La Presse a obtenu le nom des neuf employés remerciés, mais Desjardins ne veut nous en confirmer aucun. Selon nos sources, le plus connu est le gestionnaire de portefeuille Marc Dalpé, qui forme une équipe avec Jean-Marc Millette, également congédié. M. Dalpé est une référence dans le milieu. Il est souvent cité dans les médias et il a même été membre du comité consultatif de l'OCRCVM.

L'homme de 52 ans a siégé sur de nombreux conseils d'administration d'entreprises en Bourse, indique le site internet de Desjardins. Il s'est vu décerner des prix par la Chambre de commerce de Montréal et par l'école HEC Montréal pour ses qualités de leadership, d'innovation et de décision. Il n'a pas répondu aux appels de La Presse.

La Presse n'a pu savoir comment des conseillers de succursales si éloignées l'une de l'autre ont pu faire des transactions avec la même institution des Bahamas. Avaient-ils un contact commun? «Rien ne nous permet de croire que ces neuf personnes agissaient de concert», a dit M. Chapleau.

Les clients de Desjardins des neuf courtiers et leurs portefeuilles seront transférés à d'autres conseillers. André Chapleau nous a indiqué que ce transfert touchera quelques milliers de clients, dont l'actif  sous gestion totalise plusieurs centaines de millions de dollars.

Nous avons contacté le Crédit agricole Suisse aux Bahamas et en Suisse, mais il n'a pas été possible d'obtenir de commentaires. La filiale des Bahamas du Crédit agricole Suisse a été achetée des mains de la Banque Nationale du Canada en 2008.

Les transactions avec des comptes outre-mer ne sont pas nouvelles. Le Québécois Martin Tremblay, installé aux Bahamas, a longtemps rendu des services aux courtiers et clients canadiens avant d'être emprisonné aux États-Unis pour blanchiment d'argent, en 2007.

Typiquement, les courtiers du Québec impliqués dans de telles transactions commencent par conseiller à leurs clients de transférer des fonds dans un compte bancaire outre-mer. Les fonds sont généralement transférés par voie électronique dans le cadre d'un investissement dans une société anonyme.

Ensuite, cette société devient cliente du courtier du Québec. Elle peut donner des ordres au courtier, par exemple, pour faire des transactions boursières. Généralement, le courtier indique à son client qu'il doit déclarer ses transactions au fisc, mais le client est libre de le faire ou non par la suite.
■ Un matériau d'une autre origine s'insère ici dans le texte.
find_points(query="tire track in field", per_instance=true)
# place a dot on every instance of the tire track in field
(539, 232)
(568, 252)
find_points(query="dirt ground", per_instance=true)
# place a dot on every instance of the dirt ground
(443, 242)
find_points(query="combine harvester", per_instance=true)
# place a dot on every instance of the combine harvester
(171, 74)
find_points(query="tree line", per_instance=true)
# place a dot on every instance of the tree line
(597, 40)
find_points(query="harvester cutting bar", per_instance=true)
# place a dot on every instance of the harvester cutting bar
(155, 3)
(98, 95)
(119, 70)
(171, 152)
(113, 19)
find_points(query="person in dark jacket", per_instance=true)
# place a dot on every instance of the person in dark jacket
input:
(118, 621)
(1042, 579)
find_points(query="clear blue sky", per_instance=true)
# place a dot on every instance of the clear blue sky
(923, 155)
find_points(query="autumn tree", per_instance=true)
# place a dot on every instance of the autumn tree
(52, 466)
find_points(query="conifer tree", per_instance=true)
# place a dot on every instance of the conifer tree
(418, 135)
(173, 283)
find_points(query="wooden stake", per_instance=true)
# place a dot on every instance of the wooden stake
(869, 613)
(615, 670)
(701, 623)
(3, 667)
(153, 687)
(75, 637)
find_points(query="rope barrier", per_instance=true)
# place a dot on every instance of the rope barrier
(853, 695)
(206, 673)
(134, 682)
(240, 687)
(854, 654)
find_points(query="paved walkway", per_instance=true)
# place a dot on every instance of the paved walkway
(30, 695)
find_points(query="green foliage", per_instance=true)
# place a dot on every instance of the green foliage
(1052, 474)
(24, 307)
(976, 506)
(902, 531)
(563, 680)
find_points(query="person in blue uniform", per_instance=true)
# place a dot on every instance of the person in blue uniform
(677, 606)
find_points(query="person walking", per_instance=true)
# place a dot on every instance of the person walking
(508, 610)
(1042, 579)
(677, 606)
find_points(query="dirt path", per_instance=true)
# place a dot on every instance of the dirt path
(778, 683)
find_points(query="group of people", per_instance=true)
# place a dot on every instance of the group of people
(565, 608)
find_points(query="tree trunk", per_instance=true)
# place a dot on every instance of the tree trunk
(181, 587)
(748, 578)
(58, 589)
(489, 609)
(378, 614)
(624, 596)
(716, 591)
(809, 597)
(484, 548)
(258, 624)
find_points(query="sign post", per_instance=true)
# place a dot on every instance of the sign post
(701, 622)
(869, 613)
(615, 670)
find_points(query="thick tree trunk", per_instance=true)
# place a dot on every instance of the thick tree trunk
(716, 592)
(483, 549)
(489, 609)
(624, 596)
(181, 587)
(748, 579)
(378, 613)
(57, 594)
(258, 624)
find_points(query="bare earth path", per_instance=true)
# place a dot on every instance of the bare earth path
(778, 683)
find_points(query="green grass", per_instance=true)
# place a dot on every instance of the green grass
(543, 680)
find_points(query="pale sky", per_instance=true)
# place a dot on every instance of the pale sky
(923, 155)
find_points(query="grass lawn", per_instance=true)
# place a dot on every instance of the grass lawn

«On ne sait pas combien de clients sont impliqués, ni lesquels, puisque ces transactions ont été faites dans notre dos et c'est ce qu'on dénonce, dit André Chapleau. Peut-être que les autorités pourront avoir plus de détails.  Chose certaine, pas un seul de nos clients réguliers, même ceux qui faisaient affaire avec les personnes congédiées, ne vont subir de pertes ou de conséquences de cette affaire pour leurs transactions régulières».